Tree size decreases with less soil volume

Trees need adequate soil volume to grow and to provide the ecological services they offer. The more soil volume the better.

In this photo, you’ll see three trees, in order of size, all the same species, growing in a triangular lawn between two curbs in the pavement. The tree on the far left is the largest, and most robust, with a symmetrical crown, and good structure. The next tree is smaller, it has been pruned to allow for traffic, and branches have been tipped back into dog legs. The last tree, in the point of the triangle, is the smallest and weakest. It lacks secondary branches, has bad taper, and little to no elongation in its twigs. The tree with the biggest soil volume is the biggest. The one with medium soil volume is medium sized. And the one with the least soil volume is the smallest.

I am confident that those three trees were planted on the same day. Species, geolocation, soil type, weather and age are all well controlled in this unintentional experiment. The main difference between the trees is their available soil volume.

Engineers, review board members and landowners who must have all signed off on the drawings for this strip mall, understood that roads, parking lots and lanes need to be well designed to function. They knew that the speed limits, signage and even the painted markings on the ground had to be finely tuned to the needs of the drivers.
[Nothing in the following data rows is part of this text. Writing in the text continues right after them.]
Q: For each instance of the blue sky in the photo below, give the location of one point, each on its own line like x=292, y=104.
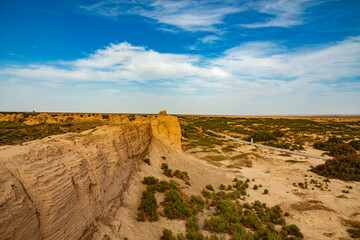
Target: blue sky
x=194, y=57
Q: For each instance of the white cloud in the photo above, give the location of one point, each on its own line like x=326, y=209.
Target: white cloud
x=190, y=15
x=251, y=69
x=210, y=39
x=122, y=63
x=285, y=13
x=255, y=61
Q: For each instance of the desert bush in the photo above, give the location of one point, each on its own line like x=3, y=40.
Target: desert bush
x=342, y=149
x=346, y=168
x=194, y=236
x=150, y=180
x=355, y=144
x=147, y=161
x=206, y=194
x=192, y=224
x=148, y=207
x=293, y=230
x=175, y=206
x=354, y=233
x=210, y=187
x=261, y=137
x=167, y=235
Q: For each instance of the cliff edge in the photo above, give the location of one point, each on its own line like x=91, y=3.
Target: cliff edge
x=55, y=188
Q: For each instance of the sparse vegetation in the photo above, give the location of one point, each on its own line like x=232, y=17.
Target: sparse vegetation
x=147, y=161
x=354, y=233
x=344, y=167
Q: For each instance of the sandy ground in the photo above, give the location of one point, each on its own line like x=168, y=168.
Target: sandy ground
x=319, y=214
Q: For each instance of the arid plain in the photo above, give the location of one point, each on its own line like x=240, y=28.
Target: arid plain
x=131, y=176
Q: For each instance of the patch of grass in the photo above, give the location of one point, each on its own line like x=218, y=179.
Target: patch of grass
x=354, y=233
x=294, y=161
x=216, y=158
x=228, y=149
x=344, y=167
x=147, y=161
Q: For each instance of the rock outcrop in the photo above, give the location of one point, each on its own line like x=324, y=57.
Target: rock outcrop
x=56, y=187
x=167, y=129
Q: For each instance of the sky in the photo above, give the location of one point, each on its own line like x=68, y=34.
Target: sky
x=231, y=57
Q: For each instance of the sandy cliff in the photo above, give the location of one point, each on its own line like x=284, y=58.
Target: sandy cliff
x=56, y=188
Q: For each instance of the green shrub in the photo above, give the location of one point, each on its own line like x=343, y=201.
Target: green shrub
x=355, y=144
x=147, y=161
x=344, y=167
x=210, y=187
x=167, y=235
x=194, y=236
x=206, y=194
x=192, y=224
x=148, y=207
x=293, y=230
x=342, y=149
x=354, y=233
x=261, y=137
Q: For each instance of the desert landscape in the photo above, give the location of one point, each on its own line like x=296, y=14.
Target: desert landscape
x=180, y=120
x=121, y=176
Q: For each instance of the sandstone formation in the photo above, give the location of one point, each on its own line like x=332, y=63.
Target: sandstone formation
x=167, y=129
x=56, y=188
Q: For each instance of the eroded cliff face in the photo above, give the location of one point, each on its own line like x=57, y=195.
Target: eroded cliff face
x=56, y=187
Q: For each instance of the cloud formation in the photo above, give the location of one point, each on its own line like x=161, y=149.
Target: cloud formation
x=282, y=13
x=189, y=15
x=251, y=68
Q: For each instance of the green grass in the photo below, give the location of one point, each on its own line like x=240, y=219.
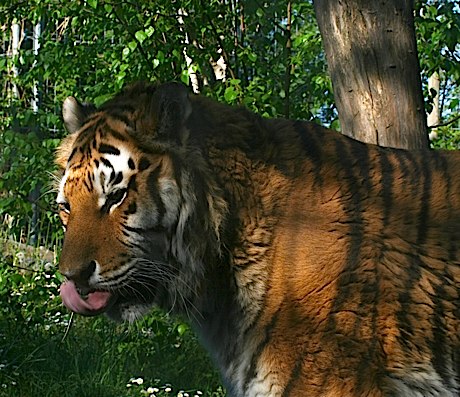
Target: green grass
x=46, y=352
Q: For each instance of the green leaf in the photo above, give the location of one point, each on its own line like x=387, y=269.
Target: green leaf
x=252, y=56
x=149, y=31
x=230, y=94
x=140, y=36
x=132, y=45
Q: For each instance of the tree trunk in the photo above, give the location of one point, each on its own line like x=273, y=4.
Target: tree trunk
x=372, y=58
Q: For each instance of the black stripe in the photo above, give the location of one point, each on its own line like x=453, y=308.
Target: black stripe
x=118, y=179
x=424, y=213
x=153, y=189
x=387, y=186
x=74, y=150
x=252, y=372
x=439, y=340
x=132, y=184
x=144, y=163
x=109, y=149
x=132, y=208
x=89, y=179
x=294, y=377
x=106, y=162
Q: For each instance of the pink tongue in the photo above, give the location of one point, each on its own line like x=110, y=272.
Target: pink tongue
x=95, y=303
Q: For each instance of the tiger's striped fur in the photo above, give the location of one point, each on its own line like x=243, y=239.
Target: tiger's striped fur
x=309, y=263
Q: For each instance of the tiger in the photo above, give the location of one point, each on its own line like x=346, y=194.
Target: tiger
x=308, y=263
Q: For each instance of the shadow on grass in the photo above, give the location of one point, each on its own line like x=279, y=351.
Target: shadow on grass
x=97, y=358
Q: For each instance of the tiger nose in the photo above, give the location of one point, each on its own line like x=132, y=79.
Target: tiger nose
x=82, y=274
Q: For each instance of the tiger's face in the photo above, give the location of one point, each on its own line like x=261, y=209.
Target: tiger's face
x=120, y=207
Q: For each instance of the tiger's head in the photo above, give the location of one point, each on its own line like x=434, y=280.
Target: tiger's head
x=136, y=231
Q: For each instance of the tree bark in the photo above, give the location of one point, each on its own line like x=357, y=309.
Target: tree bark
x=372, y=59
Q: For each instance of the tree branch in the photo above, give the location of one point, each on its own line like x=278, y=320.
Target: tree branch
x=446, y=123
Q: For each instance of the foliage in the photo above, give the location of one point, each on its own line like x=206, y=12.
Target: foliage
x=43, y=351
x=91, y=49
x=438, y=39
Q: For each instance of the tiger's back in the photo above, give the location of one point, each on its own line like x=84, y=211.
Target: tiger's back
x=309, y=263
The interwoven turning lanes and parking lots and drive-throughs were all engineered for the smooth, almost inevitable, flow of cars off the four-lane highway and into these little eddies of vehicular traffic where they swirled into restaurants and shopping centers without needing to come to a complete stop. What if we put as much expertise into growing trees?

Pavement is just like paint. It hardens into something that looks so permanent, but once you see it scraped up you realize how very thin it is. We can repaint the stripes on the road to create bike lanes and crosswalks. We can rip out pavement to make root zones just the same.
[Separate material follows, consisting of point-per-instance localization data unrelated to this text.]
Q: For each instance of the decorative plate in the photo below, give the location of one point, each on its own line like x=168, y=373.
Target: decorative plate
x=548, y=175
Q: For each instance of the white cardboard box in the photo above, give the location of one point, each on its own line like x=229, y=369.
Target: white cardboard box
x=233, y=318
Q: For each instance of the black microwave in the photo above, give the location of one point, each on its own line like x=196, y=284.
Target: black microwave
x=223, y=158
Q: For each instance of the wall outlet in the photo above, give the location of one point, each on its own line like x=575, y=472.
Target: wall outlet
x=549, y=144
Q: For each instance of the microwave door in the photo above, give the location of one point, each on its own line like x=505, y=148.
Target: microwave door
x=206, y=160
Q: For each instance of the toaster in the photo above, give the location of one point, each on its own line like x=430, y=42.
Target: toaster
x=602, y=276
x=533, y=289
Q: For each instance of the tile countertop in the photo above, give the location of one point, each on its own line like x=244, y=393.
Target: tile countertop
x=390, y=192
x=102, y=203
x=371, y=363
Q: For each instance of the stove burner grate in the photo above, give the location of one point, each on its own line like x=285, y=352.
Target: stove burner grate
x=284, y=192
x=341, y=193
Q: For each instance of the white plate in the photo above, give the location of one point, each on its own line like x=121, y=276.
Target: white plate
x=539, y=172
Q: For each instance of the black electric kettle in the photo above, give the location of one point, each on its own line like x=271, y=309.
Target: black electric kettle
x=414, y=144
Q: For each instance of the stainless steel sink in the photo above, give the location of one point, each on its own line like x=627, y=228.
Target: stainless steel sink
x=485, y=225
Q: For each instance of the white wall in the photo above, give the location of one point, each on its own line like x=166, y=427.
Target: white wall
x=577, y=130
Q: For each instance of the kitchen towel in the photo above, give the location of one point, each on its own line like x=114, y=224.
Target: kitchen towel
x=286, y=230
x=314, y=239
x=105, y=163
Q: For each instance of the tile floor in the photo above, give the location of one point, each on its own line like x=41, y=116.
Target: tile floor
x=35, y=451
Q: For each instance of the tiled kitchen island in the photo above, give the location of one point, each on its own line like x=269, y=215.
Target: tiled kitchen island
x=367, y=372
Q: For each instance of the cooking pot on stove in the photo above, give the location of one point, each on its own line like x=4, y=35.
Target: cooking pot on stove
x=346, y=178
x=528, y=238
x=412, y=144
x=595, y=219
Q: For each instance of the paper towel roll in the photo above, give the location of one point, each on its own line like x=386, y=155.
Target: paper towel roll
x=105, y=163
Bigger trees provide bigger benefits. We can use green infrastructure to deal with storm water, heat islands and poor air quality, all side effects of the climate crisis, but the trees can’t provide these benefits without enough soil volume and pervious surface to thrive. We can design adequate soil space for trees using structural soils and silva cells and unpaved swales between rows of parked cars. We are in control of our built environment. It is no more permanent than a coat of paint. This is something we need to celebrate in order to tear out, clean up, and rebuild the future we want to raise our children in.

Arborists can do a whole lot with a climbing rope and a saw. Imagine what we can do with drafting pencils and jack hammers.